The National Association of Law Students has issued a strongly-worded petition, urging the Chief Justice to use his position as the Chairperson of the General Legal Council (GLC) to ensure the admission of some 499 candidates who passed the 2021 entrance exam immediately.
The aggrieved students are also calling for a reduction in the cost of remarking and a scrapping of the repeat policy at the Ghana School of Law and other pressing demands.
In the seven-page statement, the leadership of the Association lamented the difficulties with acquiring legal education in Ghana.
According to them, since 2012, the GLC has erected many roadblocks, making it cumbersome for students to become lawyers in the country.
Meanwhile, such students can excel in other jurisdictions when they leave the country's shores, the group fumed.
“Thousands of LLB holders in this country who are unsuccessful at this entrance exam are compelled to travel to places such as The Gambia and other common law jurisdictions to undertake the professional law component of their legal training.
"Many others who cannot find financial resources, to do so remain hopeless, jobless and some even develop mental health complications," the statement said.
The concerned students also bemoaned the repeat policy, which according to them, is designed to make legal education ‘unnecessarily frustrating and defective’.

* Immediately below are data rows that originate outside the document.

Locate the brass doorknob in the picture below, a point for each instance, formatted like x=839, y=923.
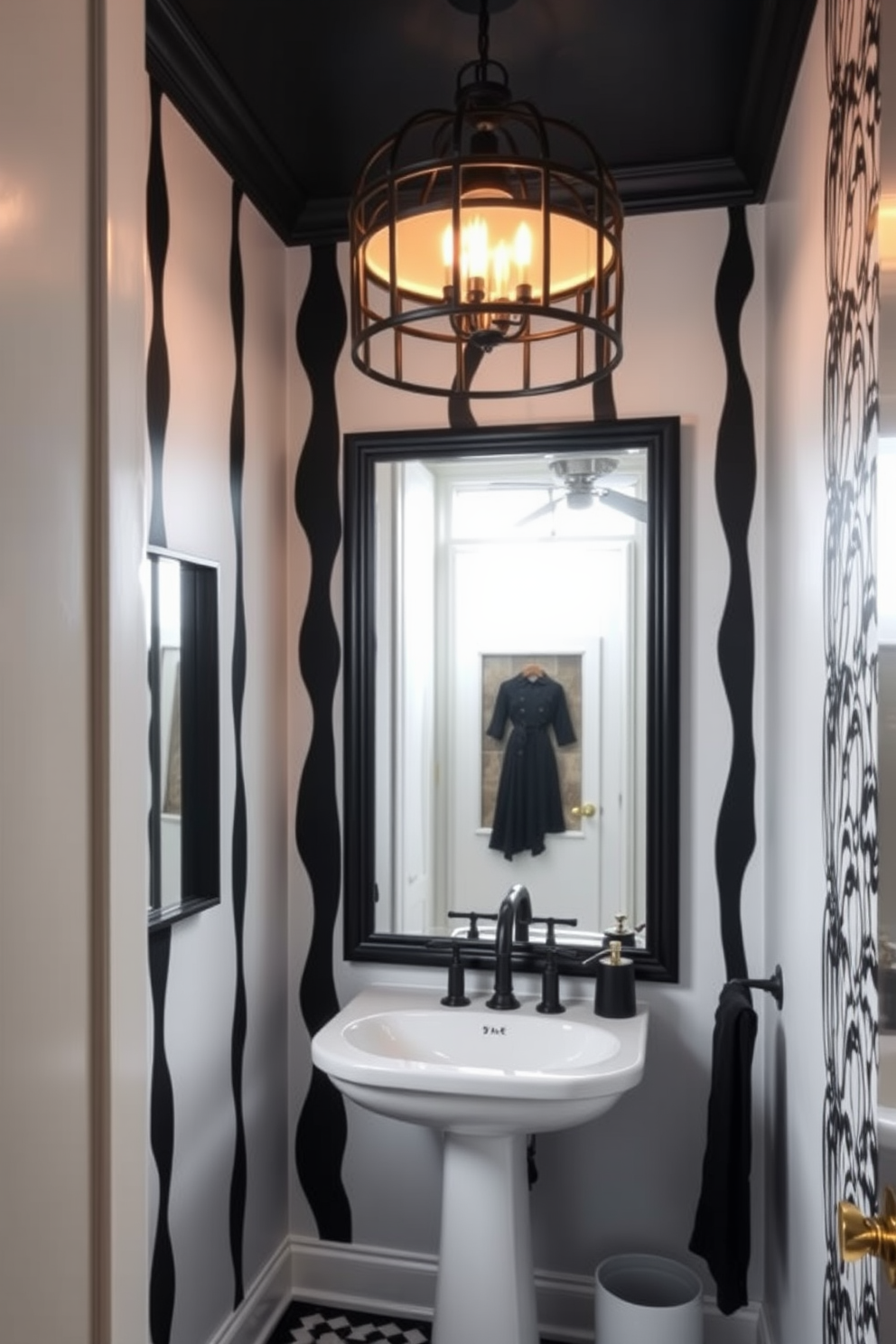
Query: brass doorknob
x=860, y=1236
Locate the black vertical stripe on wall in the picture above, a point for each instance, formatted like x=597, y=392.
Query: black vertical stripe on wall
x=322, y=1129
x=157, y=372
x=162, y=1097
x=735, y=493
x=849, y=761
x=238, y=688
x=162, y=1142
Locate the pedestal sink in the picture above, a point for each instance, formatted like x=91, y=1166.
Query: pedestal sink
x=487, y=1079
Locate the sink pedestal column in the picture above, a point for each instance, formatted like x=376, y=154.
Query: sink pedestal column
x=485, y=1286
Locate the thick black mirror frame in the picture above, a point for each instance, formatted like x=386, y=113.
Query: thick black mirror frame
x=361, y=453
x=199, y=742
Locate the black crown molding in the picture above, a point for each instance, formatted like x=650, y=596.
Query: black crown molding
x=782, y=33
x=198, y=86
x=195, y=84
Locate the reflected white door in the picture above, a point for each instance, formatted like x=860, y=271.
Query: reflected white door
x=555, y=598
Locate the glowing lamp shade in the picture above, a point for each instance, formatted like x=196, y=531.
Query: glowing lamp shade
x=487, y=231
x=501, y=245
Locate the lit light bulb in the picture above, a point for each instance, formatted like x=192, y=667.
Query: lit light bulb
x=523, y=252
x=501, y=270
x=476, y=249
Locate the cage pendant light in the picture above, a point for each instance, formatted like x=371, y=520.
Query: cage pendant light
x=487, y=230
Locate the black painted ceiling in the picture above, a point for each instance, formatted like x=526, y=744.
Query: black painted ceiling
x=686, y=99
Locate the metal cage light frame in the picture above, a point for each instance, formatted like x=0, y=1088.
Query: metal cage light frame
x=425, y=277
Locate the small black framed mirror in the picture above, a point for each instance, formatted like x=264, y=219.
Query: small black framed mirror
x=473, y=559
x=184, y=737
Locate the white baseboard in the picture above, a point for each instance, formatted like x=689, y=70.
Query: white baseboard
x=265, y=1302
x=403, y=1283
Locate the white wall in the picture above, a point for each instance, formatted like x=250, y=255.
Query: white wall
x=628, y=1181
x=73, y=873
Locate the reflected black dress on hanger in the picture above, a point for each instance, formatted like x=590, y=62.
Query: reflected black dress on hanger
x=528, y=803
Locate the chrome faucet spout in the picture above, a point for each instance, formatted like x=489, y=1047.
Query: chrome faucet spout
x=515, y=917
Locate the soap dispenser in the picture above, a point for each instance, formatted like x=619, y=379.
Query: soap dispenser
x=620, y=931
x=614, y=988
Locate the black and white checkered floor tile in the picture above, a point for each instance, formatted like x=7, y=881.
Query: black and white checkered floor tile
x=305, y=1322
x=309, y=1322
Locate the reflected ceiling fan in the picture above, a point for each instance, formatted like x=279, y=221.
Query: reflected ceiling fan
x=579, y=485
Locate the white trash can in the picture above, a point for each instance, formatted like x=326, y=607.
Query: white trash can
x=647, y=1300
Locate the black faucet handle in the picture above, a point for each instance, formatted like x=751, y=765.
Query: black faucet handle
x=455, y=996
x=473, y=916
x=551, y=984
x=551, y=921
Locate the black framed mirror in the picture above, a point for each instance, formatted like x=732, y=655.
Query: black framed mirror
x=487, y=569
x=184, y=737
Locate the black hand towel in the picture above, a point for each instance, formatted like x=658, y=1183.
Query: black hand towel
x=722, y=1223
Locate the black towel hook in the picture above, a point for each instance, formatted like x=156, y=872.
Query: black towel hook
x=774, y=985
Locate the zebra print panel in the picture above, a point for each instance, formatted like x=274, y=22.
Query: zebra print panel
x=849, y=771
x=238, y=688
x=735, y=492
x=322, y=1129
x=162, y=1096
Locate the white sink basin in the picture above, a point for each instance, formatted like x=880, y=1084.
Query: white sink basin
x=487, y=1079
x=402, y=1052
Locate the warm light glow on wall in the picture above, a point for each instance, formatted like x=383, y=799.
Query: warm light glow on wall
x=887, y=233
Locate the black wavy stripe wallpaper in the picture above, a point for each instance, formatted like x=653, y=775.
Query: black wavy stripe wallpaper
x=162, y=1102
x=239, y=843
x=735, y=493
x=322, y=1129
x=849, y=801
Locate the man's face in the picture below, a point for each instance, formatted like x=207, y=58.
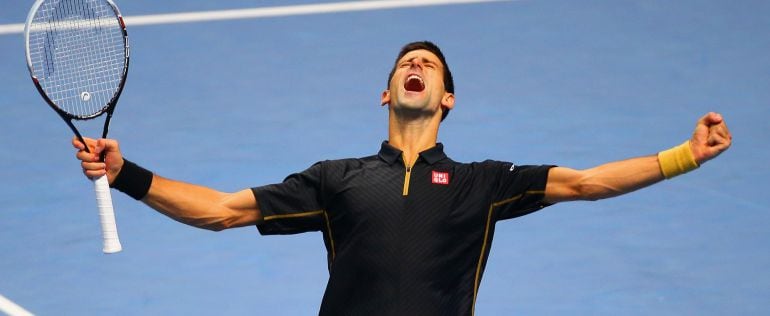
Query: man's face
x=417, y=84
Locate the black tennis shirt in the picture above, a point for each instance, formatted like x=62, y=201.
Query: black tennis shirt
x=402, y=240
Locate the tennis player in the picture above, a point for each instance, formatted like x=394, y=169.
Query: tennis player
x=408, y=230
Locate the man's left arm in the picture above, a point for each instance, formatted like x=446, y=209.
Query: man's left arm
x=710, y=138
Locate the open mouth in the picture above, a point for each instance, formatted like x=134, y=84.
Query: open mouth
x=414, y=84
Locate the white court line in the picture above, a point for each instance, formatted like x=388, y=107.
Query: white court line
x=264, y=12
x=11, y=309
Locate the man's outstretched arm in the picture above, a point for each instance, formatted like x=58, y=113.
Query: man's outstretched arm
x=187, y=203
x=710, y=138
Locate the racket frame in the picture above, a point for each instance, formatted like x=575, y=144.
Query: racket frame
x=101, y=186
x=109, y=108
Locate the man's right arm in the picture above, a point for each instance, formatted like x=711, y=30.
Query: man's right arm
x=184, y=202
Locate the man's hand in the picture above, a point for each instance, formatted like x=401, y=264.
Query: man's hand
x=711, y=137
x=90, y=161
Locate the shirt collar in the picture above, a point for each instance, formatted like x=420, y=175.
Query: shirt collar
x=392, y=154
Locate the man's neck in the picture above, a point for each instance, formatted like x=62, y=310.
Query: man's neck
x=412, y=136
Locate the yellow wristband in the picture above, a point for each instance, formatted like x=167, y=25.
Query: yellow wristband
x=677, y=160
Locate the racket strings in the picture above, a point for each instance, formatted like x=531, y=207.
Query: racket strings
x=78, y=54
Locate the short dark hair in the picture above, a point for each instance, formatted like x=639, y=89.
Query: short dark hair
x=449, y=84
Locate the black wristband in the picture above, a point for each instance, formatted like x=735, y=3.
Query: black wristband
x=133, y=180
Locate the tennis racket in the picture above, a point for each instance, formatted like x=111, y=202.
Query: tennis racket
x=77, y=55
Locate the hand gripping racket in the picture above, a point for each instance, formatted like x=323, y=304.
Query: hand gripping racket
x=77, y=54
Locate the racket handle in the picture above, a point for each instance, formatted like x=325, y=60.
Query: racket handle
x=107, y=215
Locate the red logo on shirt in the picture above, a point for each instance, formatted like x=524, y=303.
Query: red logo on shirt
x=440, y=178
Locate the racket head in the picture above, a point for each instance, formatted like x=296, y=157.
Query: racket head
x=77, y=54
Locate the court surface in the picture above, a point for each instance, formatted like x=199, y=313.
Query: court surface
x=240, y=103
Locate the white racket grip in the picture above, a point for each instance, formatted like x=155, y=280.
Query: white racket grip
x=107, y=215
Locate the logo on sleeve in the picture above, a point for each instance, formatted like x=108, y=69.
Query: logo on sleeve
x=439, y=177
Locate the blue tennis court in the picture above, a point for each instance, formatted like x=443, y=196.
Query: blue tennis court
x=240, y=103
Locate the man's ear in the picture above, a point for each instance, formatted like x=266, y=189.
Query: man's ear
x=385, y=98
x=448, y=101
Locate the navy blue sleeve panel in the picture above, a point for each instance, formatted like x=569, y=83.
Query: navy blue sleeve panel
x=293, y=206
x=520, y=189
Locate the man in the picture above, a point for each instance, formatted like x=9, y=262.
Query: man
x=408, y=231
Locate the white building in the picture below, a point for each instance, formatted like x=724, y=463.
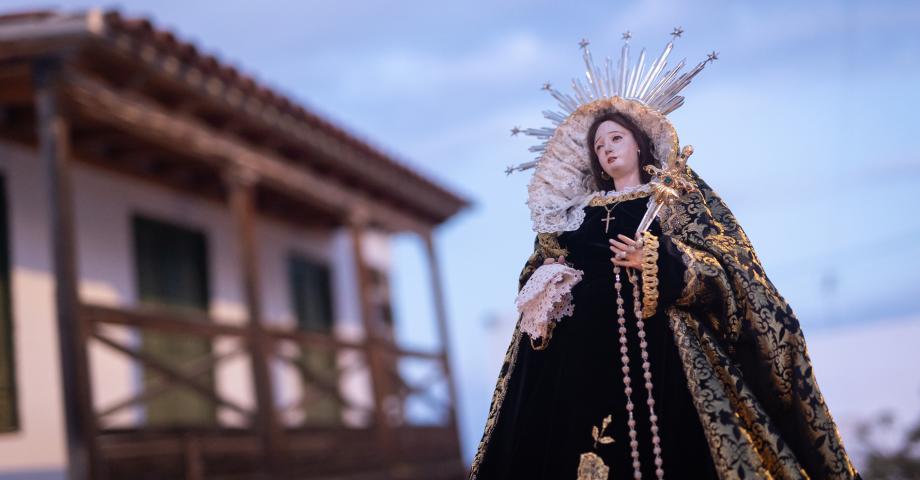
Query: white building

In the wake of the perennial challenges highlighted by the group, and following the recent controversies surrounding this year’s entrance examination results, the association have therefore tabled six demands before the Council for onward consideration.
Apart from the call for the immediate admission of some 499 students and the reduction of the remarking fee to a minimum of ¢300, the students are also pleading with the Attorney General, Godfred Dame - the President’s representative on the General Legal Council to order the GLC to submit a roadmap for the remarking of entrance scripts with regulations on how faculties can offer tuition for the professional law course within 14 days.
They are also asking the General Legal Council to abolish the annual undertaking students sign, which prevents them from challenging the results of the entrance exams.
In addition, the aggrieved students also want the Council and the Independent Exam Committee (IEC) to publish the marking scheme for the 2021 exams immediately, with a complete abolishing of the repeat policy by the Ghana School of Law.
On September 28, 2021, the Council issued a release where 790 candidates who sat for the 2021 entrance exams had passed, out of the total of 2,824 students who wrote the exams.
The said publication was met with many resentments from the general public, including Prof. Stephen Kwaku Asare and other notable voices of dissent.
However, the General Legal Council insists that the results are credible, despite calls for a review and the admission of some 499 students who were denied admission, despite having attained the ‘required’ 50% pass mark.